Bir de bu arkadaşın “Facebook– Şule Gürbüz sayfası” anekdotu var ki, gerçekten trajikomik. Neymiş efendim, beni oraya almazlarmış çünkü “Şule Gürbüz okuru” değilmişim. Tarikata giremedik, sağlık olsun. Sosyal medya hikâyelerini sevdiği anlaşılan bu arkadaş zekice bir gözlem daha yapıp şöyle buyurmuş: “Konuyu dağıtmamak için editör, yayıncı ve gazetecilerin ortak iktidar mücadelesini bir başka zamana erteliyorum, onlar birbirlerini Ergenç'in Facebook sayfasındaki yorumlarda zaten pışpışlıyorlar.” Buyurun buradan yakın. Okurun tepki verme hakkı, eleştirmene ve “çevresindekilere” şuursuzca saldırma hakkı değildir. Güya sarkastik olan bu arkadaş, gerçekten komik çırpınış içinde. Ben Şule Gürbüz olsam, gözünde büyütüp acayip yaratıklara (etli butlu yaratıklara) benzettiği yazar-eleştirmen “takımı”na sesini duyurmak için çırpınan böyle hevesli bir okur beni savunsa, bundan pek hoşlanmazdım.

Son olarak kendi sorduğum şu soruya cevap vererek bitireyim: Ben Şule Gürbüz’ün düşmanı ya da onu anlamamış, metni karşısında tıkanmış, zorlanmış, halüsinasyonlar görmüş bir okuru değilim. Ben Şule Gürbüz’ün eleştirel bir okuru ya da “eleştirmeni”yim, evet. Metinlerinin daha “okunabilir” olmasını da talep etmiyorum, haşa. Ben kendisini daha da “radikal” ve “zorlayıcı” bir edebiyata davet ediyorum. Fikirler ve cümleler birer patlayıcı madde gibi sayfalarda dolaşırken, vaaz verme halinin olmadığı bir edebiyata. Latife Tekin, Sevgi Soysal, Sevim Burak ve Tezer Özlü gibi yazarların zamanında yaptığı türden bir radikal edebiyata, neden olmasın.

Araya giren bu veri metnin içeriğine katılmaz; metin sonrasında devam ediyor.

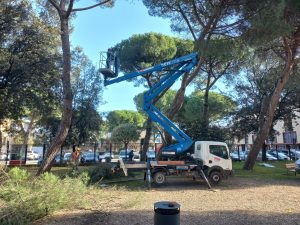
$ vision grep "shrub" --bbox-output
[0,168,87,225]
[88,163,113,183]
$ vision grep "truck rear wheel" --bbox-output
[153,172,166,185]
[209,171,222,185]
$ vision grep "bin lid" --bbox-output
[154,201,180,215]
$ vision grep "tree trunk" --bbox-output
[37,14,73,175]
[201,74,210,140]
[244,48,295,170]
[141,117,152,161]
[22,111,36,150]
[0,119,3,153]
[261,142,267,162]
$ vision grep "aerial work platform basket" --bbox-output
[99,50,119,80]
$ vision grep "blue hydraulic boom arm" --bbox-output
[100,53,197,155]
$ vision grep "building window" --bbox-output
[282,131,297,144]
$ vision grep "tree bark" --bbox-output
[37,12,73,175]
[0,120,2,153]
[22,111,36,150]
[141,117,152,161]
[201,74,211,140]
[244,40,295,170]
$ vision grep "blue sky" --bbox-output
[71,0,175,112]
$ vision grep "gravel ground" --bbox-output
[35,177,300,225]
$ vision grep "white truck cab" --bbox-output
[192,141,232,171]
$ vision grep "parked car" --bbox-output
[256,152,277,161]
[0,153,9,161]
[280,149,300,160]
[268,151,290,160]
[80,152,99,163]
[132,152,141,162]
[119,149,133,160]
[38,154,61,165]
[230,151,241,161]
[98,152,114,161]
[146,149,156,160]
[27,152,40,160]
[64,152,72,162]
[295,159,300,173]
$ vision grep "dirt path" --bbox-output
[35,177,300,225]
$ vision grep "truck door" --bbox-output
[208,145,232,170]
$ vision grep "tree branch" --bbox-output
[49,0,61,13]
[66,0,74,18]
[177,4,197,41]
[72,0,111,12]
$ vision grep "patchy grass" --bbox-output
[233,161,296,180]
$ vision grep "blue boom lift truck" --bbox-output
[100,52,232,187]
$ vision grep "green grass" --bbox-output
[233,161,298,180]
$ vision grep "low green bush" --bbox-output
[0,168,89,225]
[88,163,116,184]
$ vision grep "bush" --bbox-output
[88,163,113,184]
[0,168,87,225]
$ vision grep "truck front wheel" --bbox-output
[153,172,166,185]
[209,171,222,185]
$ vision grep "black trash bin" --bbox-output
[154,201,180,225]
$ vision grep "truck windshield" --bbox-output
[209,145,228,159]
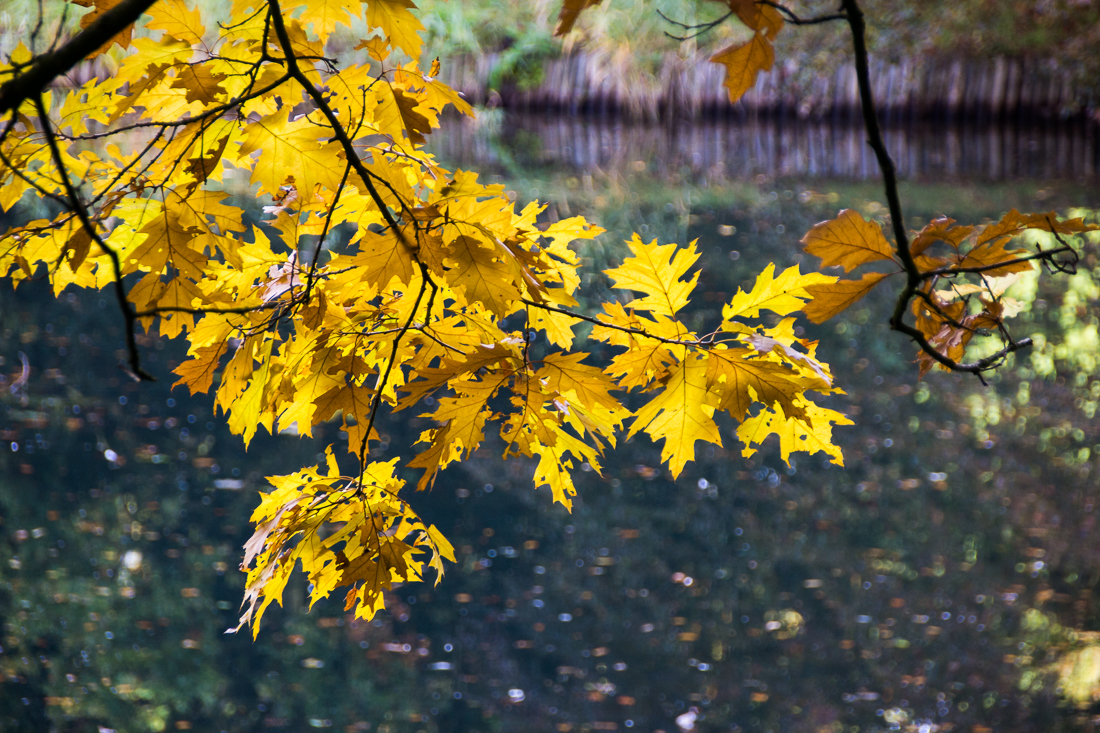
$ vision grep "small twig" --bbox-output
[757,0,848,25]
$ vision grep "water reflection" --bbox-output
[433,112,1100,180]
[0,131,1100,733]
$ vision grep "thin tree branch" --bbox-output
[34,95,156,382]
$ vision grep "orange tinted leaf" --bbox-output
[802,272,889,324]
[172,341,229,394]
[711,33,776,102]
[73,0,134,58]
[909,217,974,258]
[553,0,601,35]
[802,209,894,272]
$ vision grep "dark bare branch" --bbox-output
[0,0,156,114]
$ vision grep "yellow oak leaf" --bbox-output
[444,236,523,316]
[228,339,275,448]
[722,263,836,319]
[366,0,424,58]
[239,106,344,196]
[737,403,854,466]
[604,233,699,317]
[711,33,776,102]
[145,0,206,44]
[802,272,889,324]
[535,351,629,417]
[726,0,783,41]
[630,353,722,478]
[73,0,134,58]
[706,348,815,422]
[298,0,363,43]
[171,64,228,103]
[802,209,894,272]
[172,341,229,394]
[909,217,974,258]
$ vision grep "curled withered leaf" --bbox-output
[802,209,894,272]
[802,272,890,324]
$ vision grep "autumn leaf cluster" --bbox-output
[0,0,848,631]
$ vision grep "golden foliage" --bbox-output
[0,0,849,633]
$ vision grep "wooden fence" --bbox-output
[441,52,1089,123]
[429,112,1100,182]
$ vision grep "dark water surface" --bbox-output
[0,120,1100,733]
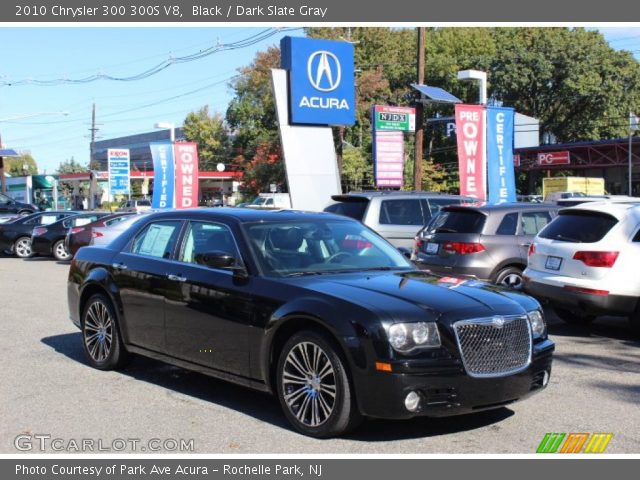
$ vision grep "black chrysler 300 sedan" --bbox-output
[68,208,554,437]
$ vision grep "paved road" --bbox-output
[0,257,640,454]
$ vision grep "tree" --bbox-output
[183,105,229,171]
[4,153,38,177]
[56,157,88,173]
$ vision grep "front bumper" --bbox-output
[524,277,638,315]
[354,339,555,419]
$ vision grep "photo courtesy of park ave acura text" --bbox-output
[0,21,640,458]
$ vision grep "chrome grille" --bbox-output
[453,316,531,377]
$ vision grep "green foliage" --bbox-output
[56,157,88,173]
[4,153,38,177]
[183,105,229,171]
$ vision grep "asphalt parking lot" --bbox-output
[0,257,640,454]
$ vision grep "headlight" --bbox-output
[387,322,440,353]
[527,310,546,338]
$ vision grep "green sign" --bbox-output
[373,105,416,132]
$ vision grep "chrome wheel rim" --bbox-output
[14,238,31,257]
[56,242,69,260]
[501,273,522,290]
[282,342,337,427]
[84,302,113,362]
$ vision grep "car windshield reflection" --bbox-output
[245,220,412,277]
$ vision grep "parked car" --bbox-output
[64,212,135,257]
[68,208,554,437]
[31,212,108,261]
[116,200,151,213]
[0,193,40,215]
[412,203,558,288]
[245,193,291,210]
[524,203,640,333]
[0,210,78,258]
[89,213,147,247]
[324,191,476,249]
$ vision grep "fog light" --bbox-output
[404,392,420,412]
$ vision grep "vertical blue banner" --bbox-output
[149,142,175,208]
[487,107,516,203]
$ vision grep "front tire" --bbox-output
[276,330,362,438]
[495,267,522,290]
[53,240,71,262]
[82,293,130,370]
[553,305,596,325]
[13,237,33,258]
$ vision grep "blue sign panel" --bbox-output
[107,148,130,198]
[280,37,356,125]
[487,107,516,203]
[149,142,175,208]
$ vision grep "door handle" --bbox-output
[167,274,187,282]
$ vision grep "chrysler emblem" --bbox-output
[491,317,504,328]
[307,50,342,92]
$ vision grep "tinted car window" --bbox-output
[522,212,551,235]
[131,220,182,258]
[180,222,240,263]
[496,213,518,235]
[324,200,369,220]
[380,199,424,225]
[429,210,486,233]
[539,211,618,243]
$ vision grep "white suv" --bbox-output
[523,202,640,333]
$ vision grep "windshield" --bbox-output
[245,220,412,276]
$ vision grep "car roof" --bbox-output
[560,199,640,220]
[140,207,355,223]
[442,202,560,214]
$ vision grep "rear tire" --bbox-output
[276,330,362,438]
[553,305,596,325]
[12,237,33,258]
[81,293,130,370]
[495,267,522,290]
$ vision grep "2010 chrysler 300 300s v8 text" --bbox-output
[68,208,554,437]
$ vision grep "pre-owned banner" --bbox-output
[487,107,516,203]
[149,142,175,208]
[455,104,487,200]
[174,142,198,208]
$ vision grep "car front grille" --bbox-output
[453,315,531,377]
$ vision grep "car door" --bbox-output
[371,198,429,248]
[166,221,253,377]
[517,210,552,265]
[111,220,183,352]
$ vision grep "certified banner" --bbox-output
[174,142,198,208]
[149,142,175,208]
[487,107,516,203]
[455,104,487,200]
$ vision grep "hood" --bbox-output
[292,271,539,321]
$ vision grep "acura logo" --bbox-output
[307,50,342,92]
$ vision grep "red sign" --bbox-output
[538,152,571,165]
[174,142,198,208]
[455,104,487,200]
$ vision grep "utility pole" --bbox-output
[413,27,425,190]
[89,102,98,170]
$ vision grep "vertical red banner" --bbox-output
[173,142,198,208]
[455,104,487,200]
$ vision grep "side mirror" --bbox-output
[194,251,236,268]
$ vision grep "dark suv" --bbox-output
[0,193,40,215]
[324,191,475,249]
[412,203,558,288]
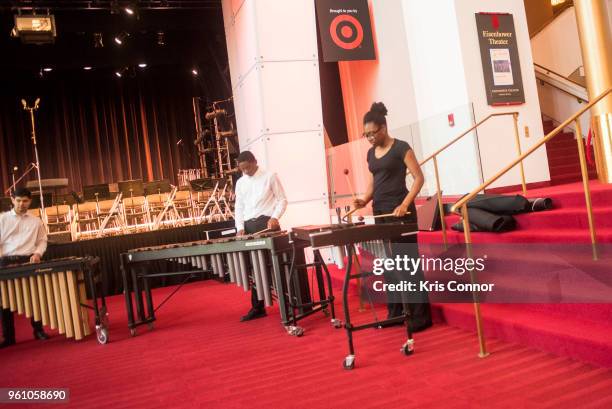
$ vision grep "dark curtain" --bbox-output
[0,70,198,191]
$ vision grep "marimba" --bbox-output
[291,223,418,369]
[121,232,335,336]
[0,257,108,344]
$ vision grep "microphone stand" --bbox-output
[20,98,48,228]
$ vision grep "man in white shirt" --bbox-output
[234,151,287,321]
[0,189,49,348]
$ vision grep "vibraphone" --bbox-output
[291,223,418,369]
[121,228,335,336]
[0,257,108,344]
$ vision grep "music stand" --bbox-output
[83,183,111,202]
[189,178,227,221]
[189,178,218,192]
[118,179,144,197]
[144,179,172,196]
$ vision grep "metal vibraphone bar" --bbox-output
[291,223,418,369]
[121,232,330,336]
[0,257,108,344]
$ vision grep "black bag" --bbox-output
[452,207,516,233]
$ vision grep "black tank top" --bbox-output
[368,139,411,210]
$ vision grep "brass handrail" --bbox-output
[533,62,586,88]
[419,112,527,246]
[529,1,574,39]
[451,88,612,357]
[451,88,612,213]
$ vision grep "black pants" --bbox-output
[244,216,270,310]
[374,203,431,329]
[0,256,43,342]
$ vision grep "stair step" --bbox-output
[434,304,612,367]
[516,207,612,230]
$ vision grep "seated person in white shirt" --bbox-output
[0,189,49,348]
[234,151,287,321]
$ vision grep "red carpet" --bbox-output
[543,120,597,185]
[419,181,612,368]
[0,282,612,409]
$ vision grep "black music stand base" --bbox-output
[342,244,414,370]
[283,245,342,337]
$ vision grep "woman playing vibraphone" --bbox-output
[354,102,431,331]
[0,189,49,348]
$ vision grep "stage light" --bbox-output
[110,0,119,14]
[115,31,130,45]
[94,33,104,48]
[115,67,127,78]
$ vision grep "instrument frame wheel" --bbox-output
[96,325,108,345]
[285,325,304,338]
[401,338,414,356]
[342,355,355,371]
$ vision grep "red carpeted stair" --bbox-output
[543,120,597,185]
[419,181,612,367]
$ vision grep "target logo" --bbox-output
[329,14,363,50]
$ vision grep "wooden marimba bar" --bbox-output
[0,257,108,343]
[121,231,320,335]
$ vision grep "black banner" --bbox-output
[315,0,376,62]
[476,13,525,105]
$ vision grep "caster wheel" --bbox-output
[401,339,414,356]
[96,326,108,345]
[286,325,304,338]
[342,355,355,371]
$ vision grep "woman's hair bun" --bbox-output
[370,102,387,116]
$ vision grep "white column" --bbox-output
[223,0,329,228]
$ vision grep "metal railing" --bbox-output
[419,112,527,246]
[451,88,612,244]
[451,88,612,357]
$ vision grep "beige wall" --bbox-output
[523,0,553,36]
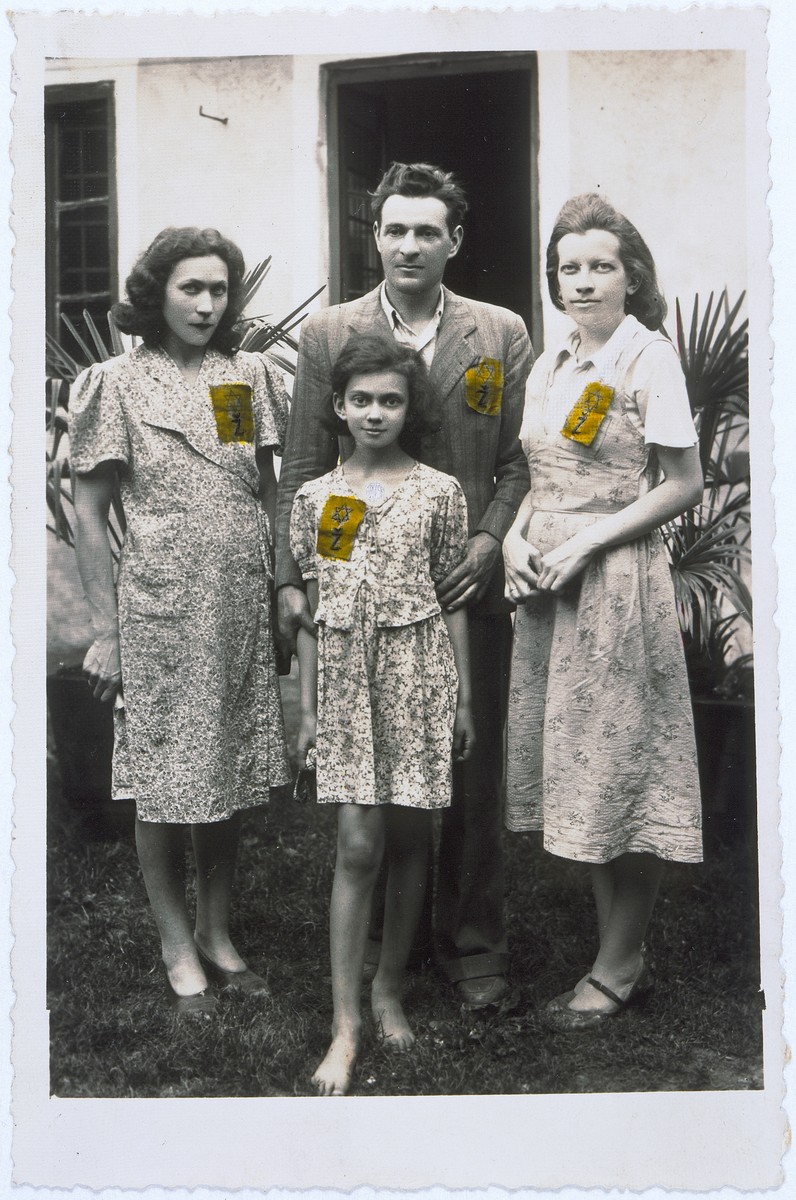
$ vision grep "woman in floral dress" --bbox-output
[70,228,289,1014]
[503,196,702,1030]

Bir sempozyumda Leylâ Erbil’i de “aydınlanmacı handikap”a takılıp kaldığı, “postmodern” ve deneysel bir metin formu içinde “modern” bir akıl yapısını, yazdığı zamanlarda hâkim olan resmî devlet söylemini -yani Kemalizm’i- aynen sürdürdüğü için eleştirmiştim. Leylâ Erbil’in de “Kemalist tarikat” içinde yer aldığını (mesela Karanlığın Günü’ndeki Atatürk güzellemelerine ya da Cüce’deki ideal “Kemalist” karaktere bakabilirsiniz) söyleyebilirdim. Fikirlere önem veren yazarların, fikirlerinden ötürü eleştirilmeye ve çeşitli metaforlara maruz kalmaya da açık olması gerekir. Şule Gürbüz için de aynı şey geçerli. Okurlara düşen de bir “eleştiri” geldiğinde, “o öyle değildir” diye tezahürata geçmek ve eleştirmeni “kötü niyetli” falan gibi tuhaf laflarla yaftalamak yerine, eleştiri metnine detaylı bir cevap yazmak olmalı.


 

Yazarın notu: Yazdığım eleştirinin “fikir ve hislerine tercüman” olduğunu ileten çok sayıda okur, eleştirmen ve yazar oldu. Bütün bu “tartışmalar” esnasında onların sesi pek çıkmadığı için, buraya not düşmek istedim.